We are currently witnessing a massive corporate greenwashing. Corporations realize they cannot ignore these issues so they are paying them lip service, but have no intent of substantially changing. They say, yes peak oil is coming. Climate change is happening therefore, let us drill offshore now and build more nuclear power plants for the future. They are fundamentally incapable of grasping the full nature of the problem.

When I lived in Washington State I would go to a place called Ocean Shores where there is a jetty built by the Corps of Engineers years ago. Its intent was to keep silt from accumulating in a nearby harbor so shipping could get through. When I go there I am struck by the arrogant thinking that we could control the Pacific Ocean. I watch as the waves crash into the jetty and spray goes a hundred feet into the air. As a result of the man-made jetty the coastline north of there is eroding. As a result of this erosion condominiums and hotels are slowly but surely falling into the ocean. Now there is real power.

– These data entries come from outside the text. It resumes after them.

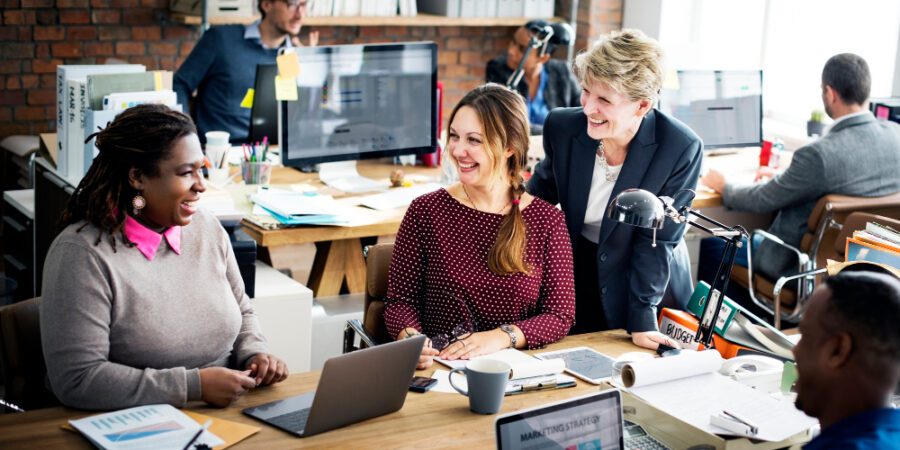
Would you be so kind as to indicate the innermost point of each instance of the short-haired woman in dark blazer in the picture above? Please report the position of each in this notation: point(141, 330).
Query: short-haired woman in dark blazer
point(615, 141)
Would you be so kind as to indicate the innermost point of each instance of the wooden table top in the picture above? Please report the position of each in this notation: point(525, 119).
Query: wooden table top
point(427, 420)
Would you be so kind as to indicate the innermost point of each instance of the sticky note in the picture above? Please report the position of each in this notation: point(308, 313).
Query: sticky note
point(247, 102)
point(285, 88)
point(288, 65)
point(788, 377)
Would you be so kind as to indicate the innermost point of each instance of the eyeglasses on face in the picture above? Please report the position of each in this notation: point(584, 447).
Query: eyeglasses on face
point(296, 4)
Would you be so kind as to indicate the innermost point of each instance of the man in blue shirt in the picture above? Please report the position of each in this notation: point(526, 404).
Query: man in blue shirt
point(848, 361)
point(222, 66)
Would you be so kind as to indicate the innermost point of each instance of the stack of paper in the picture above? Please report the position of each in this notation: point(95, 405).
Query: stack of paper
point(689, 388)
point(143, 427)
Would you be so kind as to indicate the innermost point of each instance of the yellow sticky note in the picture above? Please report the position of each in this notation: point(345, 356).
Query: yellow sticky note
point(247, 102)
point(288, 65)
point(285, 88)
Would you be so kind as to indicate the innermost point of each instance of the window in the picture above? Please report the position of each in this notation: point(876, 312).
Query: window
point(789, 40)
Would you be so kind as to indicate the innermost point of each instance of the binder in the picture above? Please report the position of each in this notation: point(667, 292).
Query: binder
point(740, 326)
point(76, 72)
point(861, 250)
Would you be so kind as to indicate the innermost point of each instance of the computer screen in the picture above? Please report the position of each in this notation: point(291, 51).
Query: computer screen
point(361, 101)
point(264, 112)
point(724, 107)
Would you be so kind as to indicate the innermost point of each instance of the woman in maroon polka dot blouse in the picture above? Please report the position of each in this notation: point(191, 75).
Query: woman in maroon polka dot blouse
point(481, 265)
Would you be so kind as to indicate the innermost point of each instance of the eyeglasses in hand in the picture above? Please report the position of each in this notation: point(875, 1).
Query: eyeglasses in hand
point(461, 331)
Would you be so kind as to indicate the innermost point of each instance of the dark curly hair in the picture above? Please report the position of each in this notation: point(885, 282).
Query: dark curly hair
point(139, 137)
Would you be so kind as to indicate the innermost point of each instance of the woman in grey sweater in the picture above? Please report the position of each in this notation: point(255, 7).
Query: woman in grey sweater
point(142, 299)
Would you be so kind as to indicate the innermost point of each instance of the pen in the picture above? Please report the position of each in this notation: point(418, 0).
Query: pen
point(199, 432)
point(734, 423)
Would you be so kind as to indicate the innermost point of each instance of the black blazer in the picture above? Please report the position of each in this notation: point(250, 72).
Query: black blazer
point(664, 157)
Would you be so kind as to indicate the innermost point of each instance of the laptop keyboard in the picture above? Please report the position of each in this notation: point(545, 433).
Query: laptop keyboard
point(294, 421)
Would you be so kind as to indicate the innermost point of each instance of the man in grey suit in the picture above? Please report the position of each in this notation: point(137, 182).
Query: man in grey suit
point(858, 156)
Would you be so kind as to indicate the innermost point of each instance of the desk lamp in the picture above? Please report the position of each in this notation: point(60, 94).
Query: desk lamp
point(640, 208)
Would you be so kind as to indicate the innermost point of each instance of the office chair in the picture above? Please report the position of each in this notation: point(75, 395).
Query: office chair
point(22, 357)
point(372, 330)
point(817, 246)
point(854, 222)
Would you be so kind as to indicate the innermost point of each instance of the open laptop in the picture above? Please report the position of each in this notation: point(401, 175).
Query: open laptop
point(264, 112)
point(352, 388)
point(590, 422)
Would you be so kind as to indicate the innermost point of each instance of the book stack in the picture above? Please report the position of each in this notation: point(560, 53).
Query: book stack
point(877, 243)
point(737, 331)
point(530, 9)
point(89, 97)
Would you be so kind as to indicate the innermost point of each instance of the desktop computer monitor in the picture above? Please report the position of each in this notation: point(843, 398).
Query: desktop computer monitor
point(724, 107)
point(264, 112)
point(360, 101)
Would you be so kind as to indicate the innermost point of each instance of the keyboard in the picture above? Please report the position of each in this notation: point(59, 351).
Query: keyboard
point(294, 421)
point(645, 442)
point(636, 438)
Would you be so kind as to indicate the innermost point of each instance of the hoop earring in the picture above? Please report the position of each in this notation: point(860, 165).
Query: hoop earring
point(138, 203)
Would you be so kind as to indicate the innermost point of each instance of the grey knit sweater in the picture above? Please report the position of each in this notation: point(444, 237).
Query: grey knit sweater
point(119, 330)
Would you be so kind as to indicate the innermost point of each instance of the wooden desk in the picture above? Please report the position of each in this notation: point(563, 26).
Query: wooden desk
point(431, 420)
point(339, 257)
point(425, 421)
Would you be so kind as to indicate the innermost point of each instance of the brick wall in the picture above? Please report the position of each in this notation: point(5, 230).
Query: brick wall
point(37, 35)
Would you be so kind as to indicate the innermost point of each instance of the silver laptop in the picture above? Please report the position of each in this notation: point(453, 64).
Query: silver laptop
point(352, 388)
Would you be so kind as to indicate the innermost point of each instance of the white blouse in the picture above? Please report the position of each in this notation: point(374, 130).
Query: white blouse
point(601, 189)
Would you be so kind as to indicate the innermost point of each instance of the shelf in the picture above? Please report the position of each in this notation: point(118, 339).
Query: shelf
point(188, 19)
point(422, 20)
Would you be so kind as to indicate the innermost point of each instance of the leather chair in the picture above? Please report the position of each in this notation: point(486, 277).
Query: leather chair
point(22, 357)
point(378, 261)
point(816, 246)
point(854, 222)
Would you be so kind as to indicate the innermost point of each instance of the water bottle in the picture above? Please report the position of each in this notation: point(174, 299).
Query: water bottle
point(777, 150)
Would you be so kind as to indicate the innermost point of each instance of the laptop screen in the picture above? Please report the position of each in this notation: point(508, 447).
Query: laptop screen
point(593, 421)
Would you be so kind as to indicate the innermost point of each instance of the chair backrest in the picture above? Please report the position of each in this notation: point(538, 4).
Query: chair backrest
point(831, 211)
point(22, 357)
point(378, 261)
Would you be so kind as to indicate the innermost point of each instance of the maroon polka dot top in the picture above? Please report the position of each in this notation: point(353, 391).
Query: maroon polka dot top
point(439, 276)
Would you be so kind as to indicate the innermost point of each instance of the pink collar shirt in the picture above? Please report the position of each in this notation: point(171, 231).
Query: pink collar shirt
point(147, 241)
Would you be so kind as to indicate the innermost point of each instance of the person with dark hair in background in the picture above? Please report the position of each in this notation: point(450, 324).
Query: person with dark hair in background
point(222, 66)
point(617, 140)
point(547, 83)
point(142, 300)
point(857, 156)
point(482, 265)
point(848, 361)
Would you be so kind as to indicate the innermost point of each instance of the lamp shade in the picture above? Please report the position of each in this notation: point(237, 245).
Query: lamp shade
point(637, 207)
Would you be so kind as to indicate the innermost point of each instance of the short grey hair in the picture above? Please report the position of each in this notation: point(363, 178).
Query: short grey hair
point(628, 61)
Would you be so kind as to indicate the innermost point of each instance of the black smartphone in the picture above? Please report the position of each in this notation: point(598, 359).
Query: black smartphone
point(421, 384)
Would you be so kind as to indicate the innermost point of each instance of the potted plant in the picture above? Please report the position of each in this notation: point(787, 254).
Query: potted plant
point(815, 125)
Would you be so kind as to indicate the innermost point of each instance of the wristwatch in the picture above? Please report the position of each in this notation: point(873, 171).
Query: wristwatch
point(512, 334)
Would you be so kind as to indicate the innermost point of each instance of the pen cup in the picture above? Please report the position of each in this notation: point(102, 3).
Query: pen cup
point(256, 172)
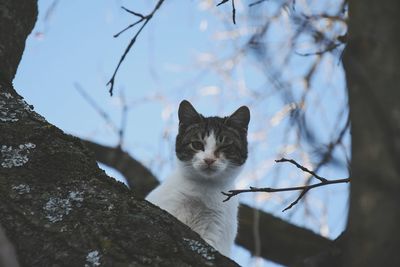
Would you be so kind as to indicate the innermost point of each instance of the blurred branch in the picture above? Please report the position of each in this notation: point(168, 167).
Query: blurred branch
point(144, 19)
point(277, 235)
point(256, 3)
point(305, 188)
point(124, 116)
point(233, 9)
point(8, 258)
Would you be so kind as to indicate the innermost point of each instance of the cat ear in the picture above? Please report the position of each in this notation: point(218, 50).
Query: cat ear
point(240, 118)
point(187, 114)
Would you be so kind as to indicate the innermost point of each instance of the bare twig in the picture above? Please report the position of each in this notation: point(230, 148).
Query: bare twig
point(233, 9)
point(257, 3)
point(96, 107)
point(304, 188)
point(144, 19)
point(124, 116)
point(301, 168)
point(329, 48)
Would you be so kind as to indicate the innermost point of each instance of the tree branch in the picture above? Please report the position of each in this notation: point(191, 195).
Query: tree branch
point(142, 19)
point(233, 9)
point(7, 252)
point(277, 236)
point(304, 188)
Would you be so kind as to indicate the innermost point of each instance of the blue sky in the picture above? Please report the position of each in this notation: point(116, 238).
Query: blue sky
point(178, 56)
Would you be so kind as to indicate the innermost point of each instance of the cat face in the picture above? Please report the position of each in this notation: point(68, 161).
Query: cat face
point(212, 147)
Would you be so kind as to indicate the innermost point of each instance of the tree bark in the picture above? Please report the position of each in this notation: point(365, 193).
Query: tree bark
point(281, 241)
point(372, 64)
point(57, 207)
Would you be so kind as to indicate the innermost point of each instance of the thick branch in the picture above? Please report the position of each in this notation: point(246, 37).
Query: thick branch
point(277, 236)
point(139, 178)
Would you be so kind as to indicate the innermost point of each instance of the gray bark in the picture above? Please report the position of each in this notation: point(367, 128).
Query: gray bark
point(57, 207)
point(372, 65)
point(281, 241)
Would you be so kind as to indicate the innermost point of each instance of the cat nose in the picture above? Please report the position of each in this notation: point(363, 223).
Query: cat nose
point(209, 161)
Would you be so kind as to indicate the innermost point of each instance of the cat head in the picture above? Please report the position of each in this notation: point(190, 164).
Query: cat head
point(211, 147)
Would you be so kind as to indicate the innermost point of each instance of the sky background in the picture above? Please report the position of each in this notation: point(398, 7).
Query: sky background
point(189, 50)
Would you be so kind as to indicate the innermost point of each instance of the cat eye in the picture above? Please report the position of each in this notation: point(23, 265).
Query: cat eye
point(197, 145)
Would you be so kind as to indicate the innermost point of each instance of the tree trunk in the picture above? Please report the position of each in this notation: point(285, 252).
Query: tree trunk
point(372, 65)
point(57, 207)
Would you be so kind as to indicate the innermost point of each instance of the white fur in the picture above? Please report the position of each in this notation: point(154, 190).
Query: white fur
point(193, 195)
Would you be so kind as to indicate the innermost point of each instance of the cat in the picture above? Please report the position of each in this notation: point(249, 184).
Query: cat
point(210, 153)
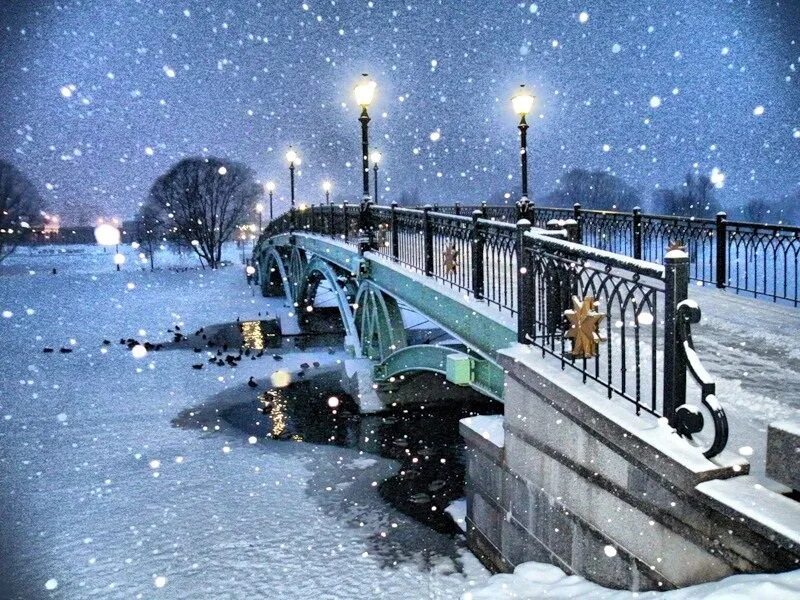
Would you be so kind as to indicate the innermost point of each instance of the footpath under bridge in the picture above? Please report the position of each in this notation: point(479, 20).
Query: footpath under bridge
point(492, 285)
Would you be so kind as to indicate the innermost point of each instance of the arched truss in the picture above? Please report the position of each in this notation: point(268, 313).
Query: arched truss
point(297, 274)
point(379, 322)
point(434, 358)
point(273, 276)
point(341, 284)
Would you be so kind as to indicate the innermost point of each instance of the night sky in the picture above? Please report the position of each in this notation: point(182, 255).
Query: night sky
point(100, 97)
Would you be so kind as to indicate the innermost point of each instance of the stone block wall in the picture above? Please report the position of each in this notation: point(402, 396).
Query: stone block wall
point(574, 488)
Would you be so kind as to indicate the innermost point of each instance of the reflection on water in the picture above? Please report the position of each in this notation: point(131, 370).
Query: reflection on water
point(424, 439)
point(253, 334)
point(424, 442)
point(273, 403)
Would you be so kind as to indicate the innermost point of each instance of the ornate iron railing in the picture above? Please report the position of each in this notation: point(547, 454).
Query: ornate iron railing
point(537, 275)
point(749, 258)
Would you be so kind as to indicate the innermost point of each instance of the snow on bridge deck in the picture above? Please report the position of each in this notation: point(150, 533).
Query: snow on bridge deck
point(748, 346)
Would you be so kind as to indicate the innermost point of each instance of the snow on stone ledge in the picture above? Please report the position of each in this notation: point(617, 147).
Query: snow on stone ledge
point(489, 427)
point(532, 581)
point(746, 496)
point(457, 510)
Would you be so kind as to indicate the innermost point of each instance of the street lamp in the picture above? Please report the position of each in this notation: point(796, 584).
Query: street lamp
point(270, 189)
point(376, 158)
point(108, 235)
point(293, 159)
point(326, 185)
point(522, 103)
point(259, 210)
point(364, 92)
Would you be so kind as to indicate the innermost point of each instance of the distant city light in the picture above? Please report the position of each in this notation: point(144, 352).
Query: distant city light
point(717, 177)
point(106, 234)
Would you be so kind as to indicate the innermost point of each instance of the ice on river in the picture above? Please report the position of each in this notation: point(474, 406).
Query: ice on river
point(101, 496)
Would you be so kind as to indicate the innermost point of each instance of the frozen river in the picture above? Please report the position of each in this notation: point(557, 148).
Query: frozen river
point(104, 497)
point(125, 477)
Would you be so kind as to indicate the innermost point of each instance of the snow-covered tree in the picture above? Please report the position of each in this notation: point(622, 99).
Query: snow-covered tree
point(202, 201)
point(151, 228)
point(20, 207)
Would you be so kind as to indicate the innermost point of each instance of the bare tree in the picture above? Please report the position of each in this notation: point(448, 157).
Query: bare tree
point(151, 228)
point(595, 190)
point(20, 208)
point(695, 198)
point(204, 200)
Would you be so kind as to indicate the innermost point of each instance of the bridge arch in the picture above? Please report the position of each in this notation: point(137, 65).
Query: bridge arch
point(341, 283)
point(297, 272)
point(273, 276)
point(379, 322)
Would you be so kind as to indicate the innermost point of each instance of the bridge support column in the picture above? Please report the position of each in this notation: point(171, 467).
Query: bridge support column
point(722, 250)
point(478, 243)
point(427, 235)
point(581, 483)
point(676, 284)
point(525, 287)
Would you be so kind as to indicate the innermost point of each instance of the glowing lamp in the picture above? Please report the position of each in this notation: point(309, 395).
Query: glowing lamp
point(522, 101)
point(365, 91)
point(106, 235)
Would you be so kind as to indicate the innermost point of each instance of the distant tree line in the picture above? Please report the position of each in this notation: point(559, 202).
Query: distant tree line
point(197, 206)
point(696, 196)
point(20, 208)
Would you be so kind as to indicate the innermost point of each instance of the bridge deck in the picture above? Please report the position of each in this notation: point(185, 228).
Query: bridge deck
point(751, 349)
point(748, 346)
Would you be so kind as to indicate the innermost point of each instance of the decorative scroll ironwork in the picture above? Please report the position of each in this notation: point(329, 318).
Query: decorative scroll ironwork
point(689, 421)
point(763, 260)
point(632, 302)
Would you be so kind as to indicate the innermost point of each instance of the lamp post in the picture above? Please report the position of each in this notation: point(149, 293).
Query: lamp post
point(376, 158)
point(522, 103)
point(108, 235)
point(293, 159)
point(364, 92)
point(326, 185)
point(259, 210)
point(270, 189)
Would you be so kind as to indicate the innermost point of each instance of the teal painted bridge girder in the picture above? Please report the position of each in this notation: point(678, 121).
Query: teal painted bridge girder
point(483, 331)
point(484, 378)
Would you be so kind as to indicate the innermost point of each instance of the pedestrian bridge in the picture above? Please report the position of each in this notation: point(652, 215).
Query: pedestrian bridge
point(608, 409)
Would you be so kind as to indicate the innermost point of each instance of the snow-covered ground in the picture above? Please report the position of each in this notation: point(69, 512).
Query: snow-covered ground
point(750, 348)
point(101, 496)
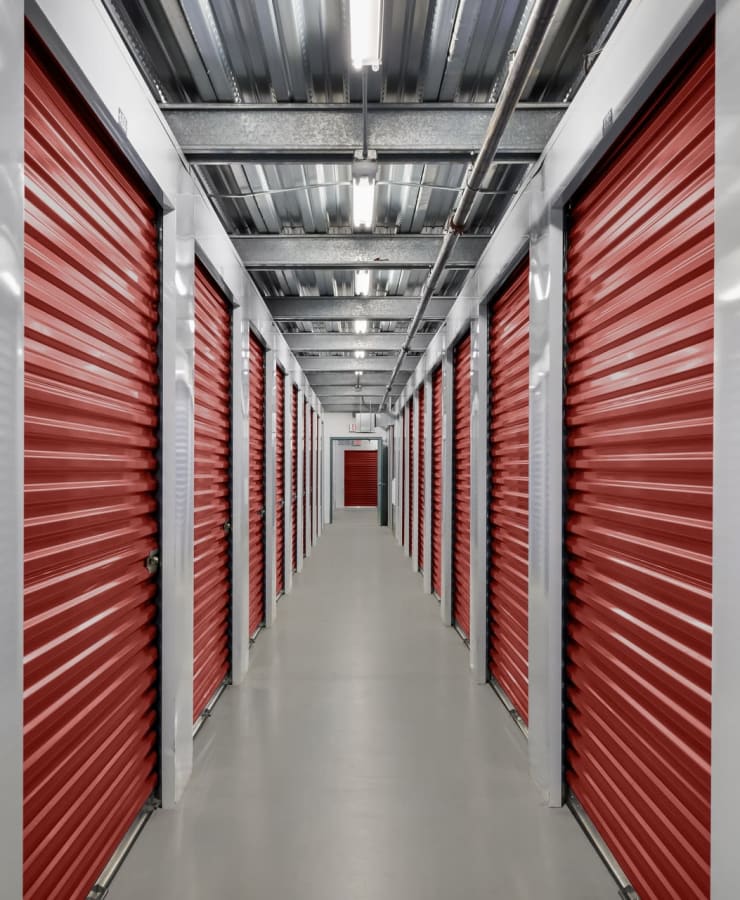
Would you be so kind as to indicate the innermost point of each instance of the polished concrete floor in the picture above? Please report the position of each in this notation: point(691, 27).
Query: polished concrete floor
point(358, 761)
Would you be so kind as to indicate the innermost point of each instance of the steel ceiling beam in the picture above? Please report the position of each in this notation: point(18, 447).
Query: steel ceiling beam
point(334, 341)
point(328, 380)
point(217, 134)
point(318, 309)
point(311, 364)
point(365, 390)
point(353, 251)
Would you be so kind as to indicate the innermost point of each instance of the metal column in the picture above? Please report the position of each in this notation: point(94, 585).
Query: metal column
point(546, 506)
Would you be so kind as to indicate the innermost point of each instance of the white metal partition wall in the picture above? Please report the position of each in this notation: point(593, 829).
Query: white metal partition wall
point(11, 446)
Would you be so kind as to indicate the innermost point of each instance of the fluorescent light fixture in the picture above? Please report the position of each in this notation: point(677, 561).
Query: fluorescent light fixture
point(362, 282)
point(363, 202)
point(365, 32)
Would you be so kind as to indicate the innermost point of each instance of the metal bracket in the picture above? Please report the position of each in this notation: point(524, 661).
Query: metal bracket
point(152, 562)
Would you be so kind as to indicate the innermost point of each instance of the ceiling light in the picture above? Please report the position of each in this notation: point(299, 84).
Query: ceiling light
point(363, 202)
point(365, 30)
point(362, 282)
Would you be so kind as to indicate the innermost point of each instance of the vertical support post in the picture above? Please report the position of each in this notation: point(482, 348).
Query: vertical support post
point(240, 498)
point(288, 484)
point(301, 503)
point(546, 503)
point(428, 450)
point(11, 447)
point(177, 488)
point(479, 496)
point(414, 411)
point(270, 499)
point(726, 487)
point(448, 446)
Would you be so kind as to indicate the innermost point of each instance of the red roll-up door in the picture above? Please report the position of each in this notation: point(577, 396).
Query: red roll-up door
point(305, 477)
point(420, 476)
point(257, 581)
point(437, 481)
point(294, 480)
point(279, 481)
point(404, 469)
point(91, 513)
point(212, 506)
point(360, 477)
point(461, 487)
point(639, 501)
point(508, 499)
point(311, 465)
point(410, 523)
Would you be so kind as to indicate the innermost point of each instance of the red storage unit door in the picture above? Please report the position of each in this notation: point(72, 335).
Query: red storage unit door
point(305, 477)
point(410, 523)
point(257, 580)
point(294, 479)
point(403, 476)
point(639, 501)
point(310, 472)
point(437, 481)
point(461, 487)
point(360, 477)
point(91, 512)
point(279, 481)
point(508, 498)
point(420, 476)
point(212, 508)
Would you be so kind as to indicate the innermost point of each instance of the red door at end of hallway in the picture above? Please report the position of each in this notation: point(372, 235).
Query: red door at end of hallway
point(436, 480)
point(639, 408)
point(91, 516)
point(279, 481)
point(508, 498)
point(360, 477)
point(257, 446)
point(294, 480)
point(420, 477)
point(461, 487)
point(212, 491)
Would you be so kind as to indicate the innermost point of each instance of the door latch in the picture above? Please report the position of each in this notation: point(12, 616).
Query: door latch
point(152, 562)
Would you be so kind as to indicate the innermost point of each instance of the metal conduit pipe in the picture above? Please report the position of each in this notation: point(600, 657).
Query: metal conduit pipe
point(524, 60)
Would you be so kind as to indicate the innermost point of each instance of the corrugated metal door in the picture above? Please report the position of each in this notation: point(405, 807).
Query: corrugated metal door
point(437, 481)
point(508, 498)
point(360, 477)
point(461, 487)
point(305, 477)
point(257, 572)
point(639, 501)
point(212, 508)
point(410, 524)
point(294, 479)
point(420, 475)
point(279, 481)
point(310, 471)
point(91, 515)
point(404, 469)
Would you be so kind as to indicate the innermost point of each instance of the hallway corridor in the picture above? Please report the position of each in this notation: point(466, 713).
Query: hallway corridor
point(358, 761)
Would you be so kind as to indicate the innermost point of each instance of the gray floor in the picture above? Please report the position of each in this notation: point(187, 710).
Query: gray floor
point(359, 762)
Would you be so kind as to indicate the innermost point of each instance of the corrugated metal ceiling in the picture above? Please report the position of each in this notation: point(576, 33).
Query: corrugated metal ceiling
point(297, 51)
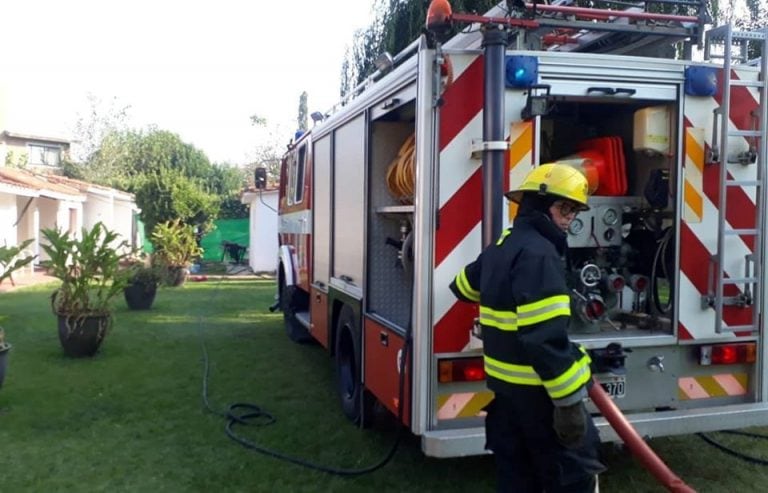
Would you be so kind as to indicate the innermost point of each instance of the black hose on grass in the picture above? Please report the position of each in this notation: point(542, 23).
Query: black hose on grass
point(248, 414)
point(736, 453)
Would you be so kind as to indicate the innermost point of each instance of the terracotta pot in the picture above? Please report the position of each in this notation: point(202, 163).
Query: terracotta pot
point(82, 336)
point(140, 296)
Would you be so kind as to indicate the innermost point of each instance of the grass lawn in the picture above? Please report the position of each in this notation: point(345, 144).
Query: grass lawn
point(132, 419)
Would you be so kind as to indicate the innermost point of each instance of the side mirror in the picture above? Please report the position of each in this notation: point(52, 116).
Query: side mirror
point(260, 178)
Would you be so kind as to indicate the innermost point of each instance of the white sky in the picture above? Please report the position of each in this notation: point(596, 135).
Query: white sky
point(199, 69)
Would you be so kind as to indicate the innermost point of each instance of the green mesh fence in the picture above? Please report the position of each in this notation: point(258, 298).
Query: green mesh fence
point(232, 232)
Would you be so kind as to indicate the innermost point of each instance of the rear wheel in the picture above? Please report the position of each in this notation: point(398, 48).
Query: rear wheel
point(356, 403)
point(292, 300)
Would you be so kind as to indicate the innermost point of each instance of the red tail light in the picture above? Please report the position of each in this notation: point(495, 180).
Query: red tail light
point(461, 370)
point(728, 354)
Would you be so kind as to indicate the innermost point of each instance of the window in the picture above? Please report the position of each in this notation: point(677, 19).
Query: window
point(44, 155)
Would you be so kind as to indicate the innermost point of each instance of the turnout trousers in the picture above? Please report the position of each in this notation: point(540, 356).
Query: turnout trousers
point(529, 458)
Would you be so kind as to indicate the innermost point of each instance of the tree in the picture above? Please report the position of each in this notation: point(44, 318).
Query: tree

I frequently meditate on this idea, “There are those that say they know but don’t do. They don’t know.” What do you know that you should be doing but have found that you’re just not there yet? What do you need to get there? The solutions often lie in community. ‘I’ can’t do it, but ‘we’ can. Community solutions are often cooperative in nature. In Seattle, we saw the development of Voluntary Simplicity Circles. In Washington, D.C. I have seen the beginning of support groups for people who are working to “unclutter” their lives. Who is your support group? Who are the people who have got your back? If you start making a list, it might pleasantly surprise you.